News
International Holocaust Remembrance Day
D&I Volunteer Contributor: Pamela Narins
“Those who fail to learn from history are condemned to repeat it.” – Winston Churchill
It’s hard to teach history, because it’s always positioned as a dead thing, something from a long-ago past. For me though, given my particular vantage point, the horrors of WWII were always very close at hand. It wasn’t an ancient history thing (even though I was born well after it ended). It was an active and material presence. And even for my children, who were born in this century, we made an intentional decision to ensure those events were taught, understood and felt.
However, I know that most people don’t have my background, and for many, stories of the Holocaust are ancient history at best (and things I dare not even contemplate, at worst).
That’s what was so interesting to me about Eva’s Story:
It took a modern view of events that took place in the last century. It supposed Eva to be a familiar girl, with an Instagram following, living her life and sharing her experiences with her friends. As the world closed in on her, she documented the step-by-step, “this can’t be happening” aspects of the world’s descent into madness. All told from the vantage point of a recognizable, even universal girl, who had had real hopes to grow up in a world she recognized.

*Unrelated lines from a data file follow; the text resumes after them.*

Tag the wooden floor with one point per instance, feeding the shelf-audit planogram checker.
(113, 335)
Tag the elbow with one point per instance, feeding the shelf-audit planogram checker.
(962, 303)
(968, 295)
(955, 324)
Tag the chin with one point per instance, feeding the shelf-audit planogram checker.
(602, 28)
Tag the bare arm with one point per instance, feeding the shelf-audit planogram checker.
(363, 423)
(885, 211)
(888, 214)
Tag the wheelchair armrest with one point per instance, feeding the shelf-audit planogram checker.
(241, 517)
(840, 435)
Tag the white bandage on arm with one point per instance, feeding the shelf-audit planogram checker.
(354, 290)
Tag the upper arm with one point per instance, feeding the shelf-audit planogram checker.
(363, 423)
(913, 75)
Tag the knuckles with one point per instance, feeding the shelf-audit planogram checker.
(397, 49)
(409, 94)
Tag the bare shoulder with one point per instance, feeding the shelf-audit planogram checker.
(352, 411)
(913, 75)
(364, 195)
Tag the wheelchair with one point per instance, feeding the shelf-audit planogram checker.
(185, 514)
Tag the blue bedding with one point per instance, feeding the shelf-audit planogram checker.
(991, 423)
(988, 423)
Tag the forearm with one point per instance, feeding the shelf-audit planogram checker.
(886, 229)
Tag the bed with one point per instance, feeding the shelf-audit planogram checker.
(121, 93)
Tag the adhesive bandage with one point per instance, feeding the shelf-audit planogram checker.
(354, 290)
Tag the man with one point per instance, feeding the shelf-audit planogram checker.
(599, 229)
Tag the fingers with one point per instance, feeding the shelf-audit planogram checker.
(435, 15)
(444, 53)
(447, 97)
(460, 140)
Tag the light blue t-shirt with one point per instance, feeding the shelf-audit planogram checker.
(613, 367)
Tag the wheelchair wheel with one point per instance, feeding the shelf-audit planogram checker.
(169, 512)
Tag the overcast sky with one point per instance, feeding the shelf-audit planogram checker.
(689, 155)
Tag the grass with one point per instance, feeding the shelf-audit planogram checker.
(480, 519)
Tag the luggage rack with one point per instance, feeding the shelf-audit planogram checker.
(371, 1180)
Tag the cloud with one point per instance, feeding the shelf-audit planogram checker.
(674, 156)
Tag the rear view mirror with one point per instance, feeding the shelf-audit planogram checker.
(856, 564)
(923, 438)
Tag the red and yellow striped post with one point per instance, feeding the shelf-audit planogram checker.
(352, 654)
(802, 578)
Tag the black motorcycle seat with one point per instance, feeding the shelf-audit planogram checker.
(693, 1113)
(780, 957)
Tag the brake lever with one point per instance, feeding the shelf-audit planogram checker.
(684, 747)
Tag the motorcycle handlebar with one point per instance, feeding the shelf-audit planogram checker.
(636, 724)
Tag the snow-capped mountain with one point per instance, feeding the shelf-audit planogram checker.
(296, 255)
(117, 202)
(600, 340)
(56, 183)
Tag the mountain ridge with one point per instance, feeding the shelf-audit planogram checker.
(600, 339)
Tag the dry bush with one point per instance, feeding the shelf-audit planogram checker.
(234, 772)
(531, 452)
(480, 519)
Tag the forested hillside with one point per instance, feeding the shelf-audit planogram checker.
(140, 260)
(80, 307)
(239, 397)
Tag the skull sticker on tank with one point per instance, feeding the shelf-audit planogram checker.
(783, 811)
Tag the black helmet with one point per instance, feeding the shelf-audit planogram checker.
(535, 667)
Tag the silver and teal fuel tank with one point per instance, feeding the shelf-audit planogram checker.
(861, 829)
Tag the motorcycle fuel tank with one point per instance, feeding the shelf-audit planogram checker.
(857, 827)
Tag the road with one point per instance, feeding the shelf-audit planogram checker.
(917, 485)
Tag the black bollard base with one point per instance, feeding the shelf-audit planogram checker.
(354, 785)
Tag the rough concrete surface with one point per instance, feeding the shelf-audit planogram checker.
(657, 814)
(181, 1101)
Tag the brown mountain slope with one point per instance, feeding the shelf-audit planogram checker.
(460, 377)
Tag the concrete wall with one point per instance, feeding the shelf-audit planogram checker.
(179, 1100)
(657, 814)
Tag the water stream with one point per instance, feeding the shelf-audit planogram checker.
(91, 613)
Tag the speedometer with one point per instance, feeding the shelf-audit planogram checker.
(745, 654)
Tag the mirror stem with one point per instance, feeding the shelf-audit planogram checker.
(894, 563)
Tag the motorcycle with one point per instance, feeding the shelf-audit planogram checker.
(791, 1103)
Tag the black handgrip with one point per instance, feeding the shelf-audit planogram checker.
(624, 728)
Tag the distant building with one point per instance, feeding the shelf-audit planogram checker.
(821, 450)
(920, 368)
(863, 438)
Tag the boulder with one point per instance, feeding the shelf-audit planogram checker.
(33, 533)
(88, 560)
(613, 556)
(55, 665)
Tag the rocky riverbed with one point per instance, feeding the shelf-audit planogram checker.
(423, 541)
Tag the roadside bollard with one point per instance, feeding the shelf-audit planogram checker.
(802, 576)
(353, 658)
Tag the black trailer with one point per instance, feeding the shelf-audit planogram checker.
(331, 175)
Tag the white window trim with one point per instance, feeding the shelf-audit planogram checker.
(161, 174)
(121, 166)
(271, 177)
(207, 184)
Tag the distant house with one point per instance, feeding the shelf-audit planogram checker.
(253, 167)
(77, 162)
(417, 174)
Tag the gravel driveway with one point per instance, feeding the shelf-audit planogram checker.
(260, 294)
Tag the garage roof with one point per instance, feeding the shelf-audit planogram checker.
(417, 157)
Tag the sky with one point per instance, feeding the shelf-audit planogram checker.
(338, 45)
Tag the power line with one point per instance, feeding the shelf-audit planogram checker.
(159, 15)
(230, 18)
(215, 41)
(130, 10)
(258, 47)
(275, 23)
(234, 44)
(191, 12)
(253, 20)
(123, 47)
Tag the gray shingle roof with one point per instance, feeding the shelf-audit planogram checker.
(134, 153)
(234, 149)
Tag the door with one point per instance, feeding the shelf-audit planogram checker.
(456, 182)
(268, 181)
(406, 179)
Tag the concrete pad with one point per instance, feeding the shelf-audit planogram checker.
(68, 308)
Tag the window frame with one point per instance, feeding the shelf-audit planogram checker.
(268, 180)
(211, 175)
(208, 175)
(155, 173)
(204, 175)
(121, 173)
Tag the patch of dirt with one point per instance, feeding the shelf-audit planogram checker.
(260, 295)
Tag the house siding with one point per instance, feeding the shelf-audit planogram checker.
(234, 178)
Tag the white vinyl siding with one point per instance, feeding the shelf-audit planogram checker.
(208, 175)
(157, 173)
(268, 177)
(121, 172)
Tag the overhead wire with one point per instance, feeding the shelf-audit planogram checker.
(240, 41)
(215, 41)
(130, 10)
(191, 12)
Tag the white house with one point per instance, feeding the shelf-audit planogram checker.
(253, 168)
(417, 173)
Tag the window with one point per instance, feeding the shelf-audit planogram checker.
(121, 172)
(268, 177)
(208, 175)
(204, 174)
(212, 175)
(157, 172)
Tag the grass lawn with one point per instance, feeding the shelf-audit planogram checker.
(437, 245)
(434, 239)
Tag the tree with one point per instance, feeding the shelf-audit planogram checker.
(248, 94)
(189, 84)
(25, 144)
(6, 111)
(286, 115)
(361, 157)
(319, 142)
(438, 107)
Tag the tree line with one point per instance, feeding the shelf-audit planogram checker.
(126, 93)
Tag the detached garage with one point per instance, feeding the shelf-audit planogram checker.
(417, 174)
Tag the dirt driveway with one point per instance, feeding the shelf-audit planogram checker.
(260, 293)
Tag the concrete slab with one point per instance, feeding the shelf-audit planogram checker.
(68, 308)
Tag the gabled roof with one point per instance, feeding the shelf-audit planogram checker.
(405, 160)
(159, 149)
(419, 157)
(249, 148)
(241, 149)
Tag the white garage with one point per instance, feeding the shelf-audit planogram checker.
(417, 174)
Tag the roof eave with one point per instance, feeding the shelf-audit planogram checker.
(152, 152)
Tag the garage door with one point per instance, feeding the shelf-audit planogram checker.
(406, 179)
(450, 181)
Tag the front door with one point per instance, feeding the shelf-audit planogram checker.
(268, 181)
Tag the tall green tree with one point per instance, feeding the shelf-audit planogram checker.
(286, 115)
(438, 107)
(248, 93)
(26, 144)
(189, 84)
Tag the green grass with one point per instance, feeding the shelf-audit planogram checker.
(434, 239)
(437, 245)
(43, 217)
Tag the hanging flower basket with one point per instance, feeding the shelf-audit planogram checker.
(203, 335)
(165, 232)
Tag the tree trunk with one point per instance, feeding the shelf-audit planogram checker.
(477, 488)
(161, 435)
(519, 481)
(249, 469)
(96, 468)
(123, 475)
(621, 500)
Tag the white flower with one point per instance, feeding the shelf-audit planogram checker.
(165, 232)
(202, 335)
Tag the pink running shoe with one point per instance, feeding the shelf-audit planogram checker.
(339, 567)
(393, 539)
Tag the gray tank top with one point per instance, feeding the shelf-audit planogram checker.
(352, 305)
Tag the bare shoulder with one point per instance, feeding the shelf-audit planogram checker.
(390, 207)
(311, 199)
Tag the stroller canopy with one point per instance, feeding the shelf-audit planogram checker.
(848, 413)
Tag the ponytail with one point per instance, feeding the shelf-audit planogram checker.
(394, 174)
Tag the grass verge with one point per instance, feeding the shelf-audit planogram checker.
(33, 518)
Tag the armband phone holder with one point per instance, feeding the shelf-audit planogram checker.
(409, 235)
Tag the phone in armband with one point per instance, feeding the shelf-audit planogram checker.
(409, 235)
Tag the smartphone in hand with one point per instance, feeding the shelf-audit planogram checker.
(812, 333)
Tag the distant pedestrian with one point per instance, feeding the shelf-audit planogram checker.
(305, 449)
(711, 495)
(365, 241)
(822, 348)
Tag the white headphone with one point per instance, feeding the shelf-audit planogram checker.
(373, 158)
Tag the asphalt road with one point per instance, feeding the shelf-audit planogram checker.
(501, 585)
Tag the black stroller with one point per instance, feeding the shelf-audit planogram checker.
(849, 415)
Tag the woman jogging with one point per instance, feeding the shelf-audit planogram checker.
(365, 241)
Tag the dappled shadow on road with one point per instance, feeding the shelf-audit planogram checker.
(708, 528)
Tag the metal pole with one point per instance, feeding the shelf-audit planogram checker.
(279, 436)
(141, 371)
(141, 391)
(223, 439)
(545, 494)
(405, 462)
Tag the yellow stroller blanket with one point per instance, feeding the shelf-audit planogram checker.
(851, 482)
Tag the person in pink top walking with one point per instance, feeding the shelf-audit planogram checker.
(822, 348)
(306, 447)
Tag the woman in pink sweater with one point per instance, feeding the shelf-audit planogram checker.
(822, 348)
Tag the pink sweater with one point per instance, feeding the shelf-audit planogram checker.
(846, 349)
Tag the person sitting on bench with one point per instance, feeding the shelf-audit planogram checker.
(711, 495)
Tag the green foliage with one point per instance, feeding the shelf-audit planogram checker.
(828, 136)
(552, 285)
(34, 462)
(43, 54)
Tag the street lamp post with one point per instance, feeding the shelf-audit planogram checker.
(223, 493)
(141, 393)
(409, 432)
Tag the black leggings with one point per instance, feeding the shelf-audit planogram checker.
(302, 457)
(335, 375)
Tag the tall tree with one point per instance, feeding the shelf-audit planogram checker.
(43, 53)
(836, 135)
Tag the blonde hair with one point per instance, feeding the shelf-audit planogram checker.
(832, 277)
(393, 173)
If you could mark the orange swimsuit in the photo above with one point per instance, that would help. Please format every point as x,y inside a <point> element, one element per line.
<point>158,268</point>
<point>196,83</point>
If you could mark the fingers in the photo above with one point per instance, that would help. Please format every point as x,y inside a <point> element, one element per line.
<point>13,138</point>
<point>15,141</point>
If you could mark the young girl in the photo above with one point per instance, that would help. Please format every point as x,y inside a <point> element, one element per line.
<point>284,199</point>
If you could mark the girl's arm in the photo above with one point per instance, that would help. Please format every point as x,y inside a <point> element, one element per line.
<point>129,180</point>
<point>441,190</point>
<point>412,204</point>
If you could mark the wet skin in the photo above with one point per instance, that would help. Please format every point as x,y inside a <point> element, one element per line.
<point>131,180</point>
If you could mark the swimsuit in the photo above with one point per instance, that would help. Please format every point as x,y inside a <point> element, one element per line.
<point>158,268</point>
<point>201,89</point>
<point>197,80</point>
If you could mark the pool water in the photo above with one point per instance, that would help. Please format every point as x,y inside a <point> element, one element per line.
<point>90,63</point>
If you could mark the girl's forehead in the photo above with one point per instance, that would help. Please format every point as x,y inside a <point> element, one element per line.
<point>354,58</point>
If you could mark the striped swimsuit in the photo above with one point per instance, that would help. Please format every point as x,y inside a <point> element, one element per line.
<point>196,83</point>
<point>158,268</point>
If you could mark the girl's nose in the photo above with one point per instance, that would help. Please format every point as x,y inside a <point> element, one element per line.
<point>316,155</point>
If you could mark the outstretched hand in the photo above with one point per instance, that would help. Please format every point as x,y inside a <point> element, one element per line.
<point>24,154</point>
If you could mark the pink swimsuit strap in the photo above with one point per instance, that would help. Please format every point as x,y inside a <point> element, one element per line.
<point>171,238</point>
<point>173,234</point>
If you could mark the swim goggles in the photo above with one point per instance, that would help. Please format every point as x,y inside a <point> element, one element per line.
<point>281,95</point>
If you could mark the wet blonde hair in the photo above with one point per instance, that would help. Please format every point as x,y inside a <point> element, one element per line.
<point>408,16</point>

In a time when newsreel footage is as relatable as sepia-toned pictures from the Wild West, and when the average attention span has plummeted to goldfish levels (this is actually a true thing), Eva’s Story made something that is easily dismissed feel immediate and present. It brought a nightmare to life in a way that could conceivably allow more people to relate. And it’s ONLY in that relatability that the promise of “never again” for all people can potentially be realized.